Passive Observation, Involuntary Tests, Adventure Design

A couple of questions on Torchbearer style to prep for finally running this!

Passive Observation. For example, the chute trap (p127). Let’s say the players move down the corridor. Under what conditions is there a Scout test and the concomitant loss of a turn?

(a) There is always a test when there is a trap.
(b) The GM prompts: “you have a funny feeling…” The party can ignore it (no test), or choose to make the test.
© There is only a test if they said they were actively scouting.

Involuntary Tests. Suppose they fall down the chute onto some spikes and take that Ob 6 Health test… do involuntary tests like this also cause the loss of a turn?

Adventure Design. In the rulebook scenario (p166), I’m curious why luring the dog has a test associated with it, other than as a means to apply more conditions or twists, since the dog otherwise has no impact on the scenario. Likewise, the initial Hunter test to examine the Kobold scales (p165) also imposes a cost (time/condition/twist) without any corresponding benefit.

My question is whether offering the party tests with costs but no benefits is part of the Torchbearer style? Maybe there is a beneficial game mechanic I am not understanding? Thanks!

a) yes, usually a Health test
b) sure
c) Scout lets you discover the trap before you have to make that required Health test

Yes, unless you have an Instinct or can cast a spell to negate the effect (Lightness of Being when you set off a pit trap, for example), it costs a turn.

The dog totally has benefits for the party. Not that we got to use them because someone (ahem) panicked and killed it. No matter the fictional benefit, being able to make a test means you’re advancing that skill with a pass or fail.

  1. Describe to live. There isn’t really any passive perception in TB. The player needs to be describing checking for traps in order to make a test to find it.

  2. No, involuntary tests like that don’t cost a turn.

  3. Befriending the dog is an opportunity. You never know what benefits earning its trust could grant, but it’s a tool that creative players could use to their advantage. Likewise, the test to identify the kobold scales gives characters some knowledge that could help them later on in the adventure, or even in adventures further down the road.

Edit: I’ll bow to Jared’s superior wisdom on point 2. I could definitely be wrong there.

GM Imposed tests do not cost multiple turns for multiple PCs, but they does cost one turn, Page 60.

The benefit of examining the scales is that it reveals they belong to a Kobold. Information is its own benefit.

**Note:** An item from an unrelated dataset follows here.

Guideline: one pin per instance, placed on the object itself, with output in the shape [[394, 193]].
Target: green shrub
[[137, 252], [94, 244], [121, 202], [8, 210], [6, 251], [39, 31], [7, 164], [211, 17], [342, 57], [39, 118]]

Lots of good answers here already, but just to consolidate:

Passive Perception: Describe to Live as Shaun said. Try to interpret generously. Even if they don’t specifically say they’re searching for traps, if you think something in the description of their actions would give them a chance of noticing the trap, call for the test. Otherwise, cackle without mercy as they blunder into it.

Involuntary Tests: James is spot on with the page citation. Everybody makes the Health test, but it only advances the turn by 1 (not by the number of people rolling). Traps are excellent for screwing with parties that are very careful about turn management!

Adventure Design: The test is mentioned because I assume people will want to do a good deed and help an animal in need. It’s probably going to die if the adventurers don’t help it. For many people that would be enough of a reason if there is no advantage to be gained. But as Shaun notes, it is also a tool that creative players could use to their advantage. Note that the kobolds barricaded it in the room because they’re terrified of dogs, as described in the Wine Cellar entry.

If I were running the game and the players befriended the dog and took it with them, I would have all kobolds except for Crooked Tooth and her elite guards flee before it. I’m not saying that’s how everyone should run it, but it makes sense to me. Also, I imagine Ronwald and his family would be very grateful if you saved their dog.

As James notes, the scales allow you to figure out that you’re dealing with kobolds long before you encounter them. In my experience, players that spot the scales immediately inspect the stairs for traps because they know kobolds love traps. Players that don’t spot the scales almost always blunder into the stair trap.

and it’s not really the GMs job to figure out how things benefit the party before calling for a test. The GM doesn’t always know.

Yes. The GM’s job is to describe the environment to the best of their ability. What the players do with it is up to them. The GM has to make judgment calls about what’s a test vs. a good idea, so I take the question in that context.